Pierre Salmon (Université de Bourgogne)

International Journal of Social Economics

ISSN: 0306-8293

Article publication date: 1 July 2005

195

Citation

Salmon, P. (2005), "The Economics of Public Choice", International Journal of Social Economics, Vol. 32 No. 7, pp. 648-649. https://doi.org/10.1108/03068290510601162

Publisher

:

Emerald Group Publishing Limited

Copyright © 2005, Emerald Group Publishing Limited


In spite of the title, this is definitely not a textbook. The observation implies no criticism – except perhaps regarding the title, which may mislead buyers into thinking that they are offered a textbook when they are not. In fact, it can be argued as a general proposition that no true textbook on public choice is currently available and, again, this should not be deplored. Not only because, in social sciences, textbooks are often harmful, conveying a deceptive impression of consensus and certainty, but, more specifically here, because public choice is not a circumscribable domain of the kind that a textbook may claim to cover. It is at most a dimension or, to use McNutt's apt characterisation, a perspective. A consideration of politics, framed in a way congenial to economic analysis, can be introduced in most if not all areas of economics, while economists may indulge also, with the help of their own tools, in the analysis of political phenomena as a main subject. Nothing more specific should be said, more precise definitions being likely to prove unsustainable. There is something to say for the methodological recommendation that the discussion should remain strictly positive (i.e. non‐normative), but if this recommendation became definitional it would leave out of public choice major, and even founding, contributions. Rationality is a widely‐used assumption in public choice, but it should not become a compelling requirement, if only because insistence on it could well appear obsolete in the light of the promising work underway in psychological economics.

McNutt is not unduly concerned with disciplinary frontiers. He has an extended conception of the material that can be included in public choice. This attitude is reflected in the book to an increased degree in the second edition, in which two of the new chapters deal with fairness and with legal barriers to the entry of business firms, whereas the other two speculate on the evolution and interaction of capitalism and democracy in a worldwide context. These chapters, as well as several of those already included in the first edition, are made up of discussions of a very specific and personal or idiosyncratic kind. In fact, this is a general feature of the book. It is also present in the survey‐like chapters that deal with classical aspects of public choice such as voting, bureaucratic behaviour, rent‐seeking, and local government. Even there, the treatment tends to be unusual because it is full of personal interpretations and because it mixes, in a close way, pieces of the public choice perspective and more traditional elements of welfare economics and normative public finance (plus, as an additional ingredient – typically cumbersome mathematics).

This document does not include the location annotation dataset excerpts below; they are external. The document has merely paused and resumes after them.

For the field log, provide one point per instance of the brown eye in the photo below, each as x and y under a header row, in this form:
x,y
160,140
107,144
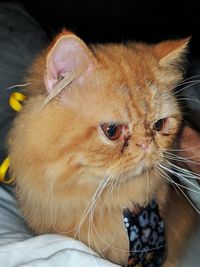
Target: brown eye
x,y
112,131
160,125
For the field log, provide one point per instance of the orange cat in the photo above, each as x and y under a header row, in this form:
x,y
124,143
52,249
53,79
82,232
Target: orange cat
x,y
90,139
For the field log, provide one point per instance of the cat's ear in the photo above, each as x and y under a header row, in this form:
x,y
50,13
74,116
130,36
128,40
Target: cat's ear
x,y
171,53
68,55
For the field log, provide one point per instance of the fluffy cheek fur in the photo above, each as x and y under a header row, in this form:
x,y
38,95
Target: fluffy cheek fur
x,y
69,177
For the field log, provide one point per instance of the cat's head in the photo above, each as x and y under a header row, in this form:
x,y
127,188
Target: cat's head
x,y
100,110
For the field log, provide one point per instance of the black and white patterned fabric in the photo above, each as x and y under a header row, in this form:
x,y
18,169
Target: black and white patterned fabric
x,y
146,233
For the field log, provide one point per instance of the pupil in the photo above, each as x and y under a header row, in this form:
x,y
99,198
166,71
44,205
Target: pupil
x,y
159,125
111,130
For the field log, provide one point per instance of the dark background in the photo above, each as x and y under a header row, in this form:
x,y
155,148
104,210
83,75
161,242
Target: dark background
x,y
119,20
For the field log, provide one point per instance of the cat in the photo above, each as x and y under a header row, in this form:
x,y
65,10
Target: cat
x,y
91,139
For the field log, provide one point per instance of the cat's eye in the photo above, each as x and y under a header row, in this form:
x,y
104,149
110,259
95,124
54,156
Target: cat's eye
x,y
160,125
112,131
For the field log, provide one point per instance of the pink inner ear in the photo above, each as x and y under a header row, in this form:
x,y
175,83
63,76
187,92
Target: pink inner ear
x,y
66,56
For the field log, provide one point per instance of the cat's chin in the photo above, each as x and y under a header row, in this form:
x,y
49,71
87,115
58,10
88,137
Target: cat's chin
x,y
139,169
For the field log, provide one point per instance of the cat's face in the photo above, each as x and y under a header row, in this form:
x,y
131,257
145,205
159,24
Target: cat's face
x,y
115,118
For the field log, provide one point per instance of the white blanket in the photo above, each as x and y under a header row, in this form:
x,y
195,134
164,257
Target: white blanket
x,y
18,247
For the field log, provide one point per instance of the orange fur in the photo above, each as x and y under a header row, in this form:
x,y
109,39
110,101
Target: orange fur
x,y
59,155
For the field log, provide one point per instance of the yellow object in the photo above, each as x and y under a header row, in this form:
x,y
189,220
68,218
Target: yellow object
x,y
15,102
3,170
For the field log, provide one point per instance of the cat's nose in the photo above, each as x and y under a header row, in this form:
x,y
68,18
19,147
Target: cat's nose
x,y
144,144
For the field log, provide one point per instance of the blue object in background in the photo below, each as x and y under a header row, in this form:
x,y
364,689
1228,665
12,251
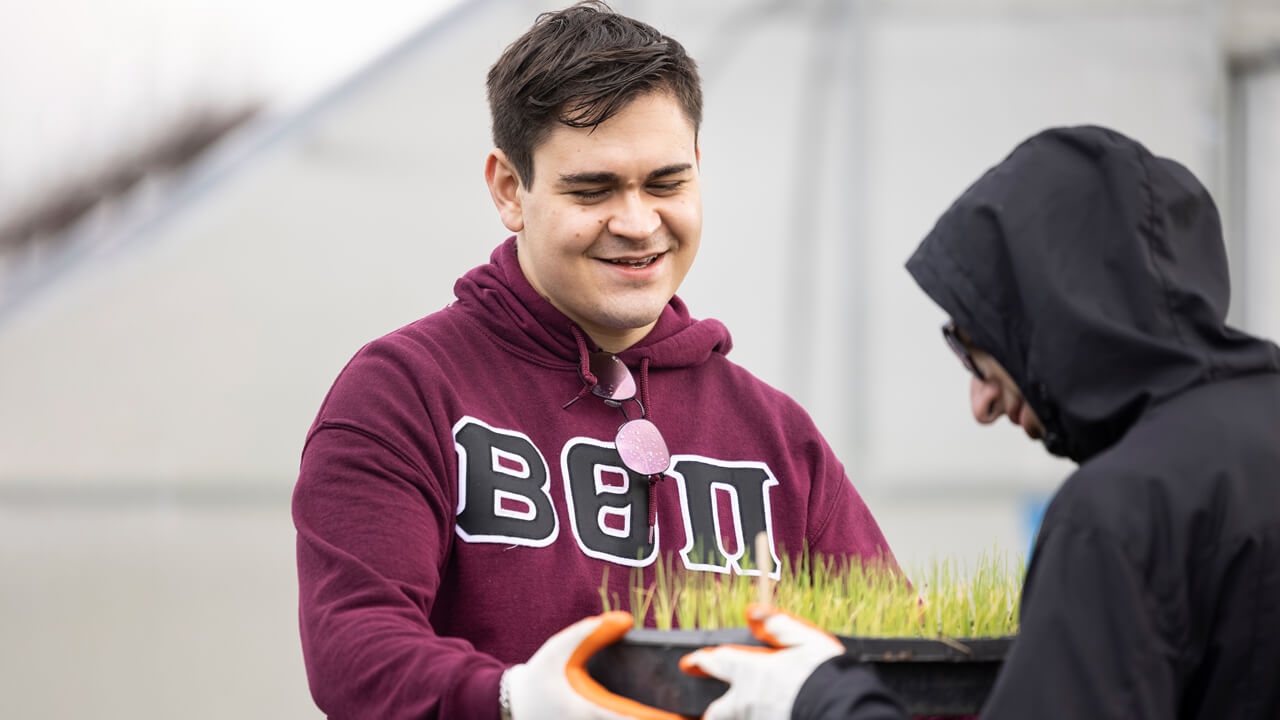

The main merit of this curious book, pleasantly free of any consistent ideological or methodological bias, is that it reflects a remarkable lack of inhibition about offering unorthodox interpretations of the existing literature and personal insights on a variety of issues, some of these interpretations and insights, depending on the reader's priors, being quite interesting or stimulating. However, exclusive reliance on the book would be unwise. It does have a place in the library and, in a spirit of serendipity, it is largely worth reading, but only together with books of a more usual format, not as a substitute.